Council members signaled they are interested in getting ahead of the issue, not just reacting to the next proposal that comes through City Hall. Amanda Souders Harris and Dave Duncan were among the council members who acknowledged that newer industrial uses can bring complicated zoning and planning questions, including noise, traffic, power demand, safety expectations and whether a large facility fits with nearby neighborhoods over the long term. Officials also made clear that any standards would need professional guidance so the city does not adopt rules that are either too weak or vulnerable to legal challenge.
The timing is not abstract. Most of Monday’s meeting focused on the Crossvine Solar Development south of Huntingburg between the Huntingburg Airport and the Town of Holland, where residents have spent months pressing officials to slow the project. The Huntingburg Common Council unanimously approved a moratorium on solar development within the city’s jurisdiction in November 2025, and the council later discussed the possibility that the moratorium could face legal challenges. Residents also took more than 100 signatures to Dubois County Commissioners asking for a pause on the planned battery energy storage system near Holland Road Northeast.
That local fight has sharpened the stakes for future land-use decisions. Some residents have alleged that AES battery capacity filings did not match what was being installed, pointing to 340 megawatt-hours in filings and 515 megawatt-hours under construction. Whether those numbers hold up or not, the controversy has made clear how quickly an energy project can become a public debate over safety, transparency and trust.
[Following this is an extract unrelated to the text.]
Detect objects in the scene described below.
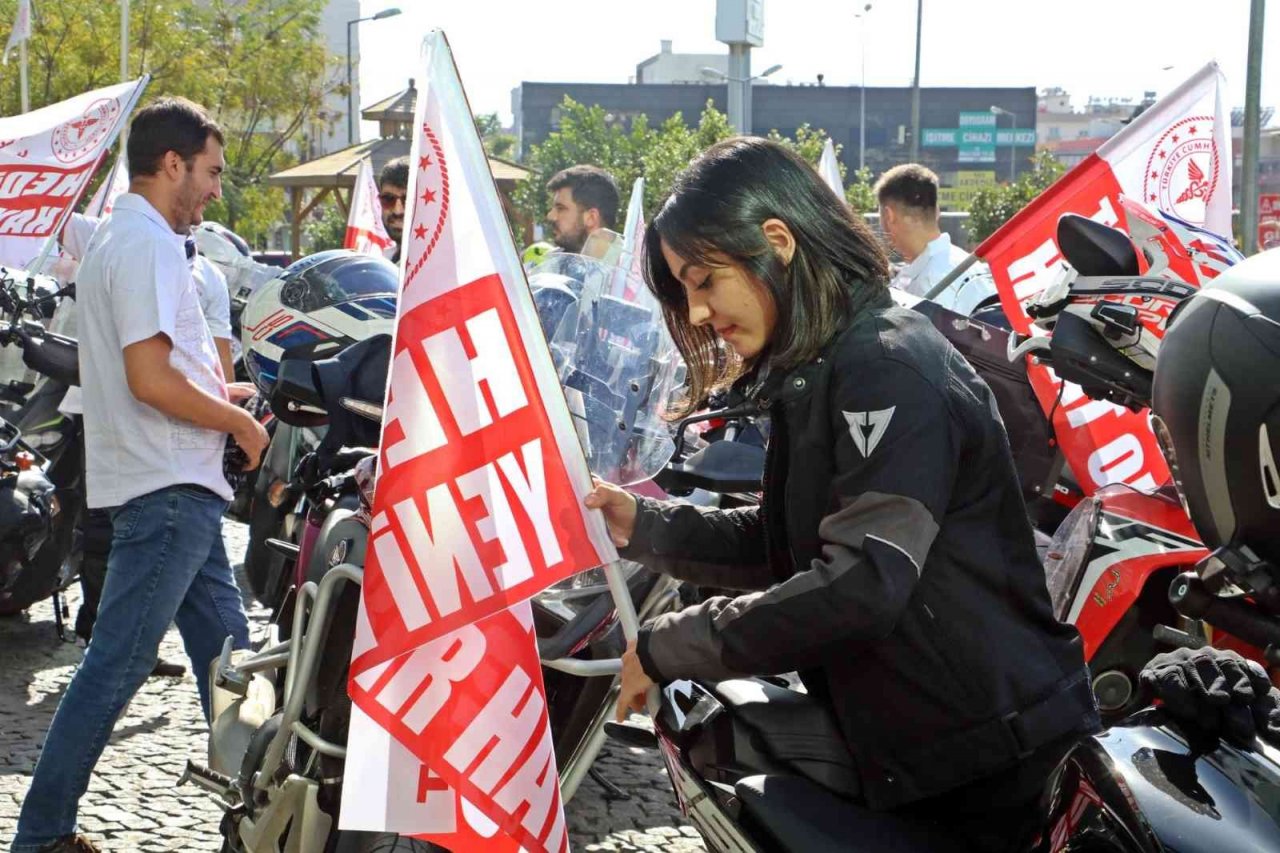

State law gives Huntingburg a framework, but also leaves room for local action. Indiana’s statutory rules for utility-scale battery energy storage systems took effect July 1, 2023, and the Indiana Department of Homeland Security says the Fire Prevention and Building Safety Commission was authorized to adopt implementation rules. At the same time, Indiana law says that framework does not affect a local unit’s zoning, land-use, planning or permitting authority otherwise allowed under law.
Huntingburg’s public meeting portal lists additional Common Council and Utility Board meetings for May 5, May 12 and May 26, suggesting the debate is far from over. For a city trying to attract investment without surrendering control over what gets built next, the question now is whether it wants to write the rules before the next large-scale proposal arrives.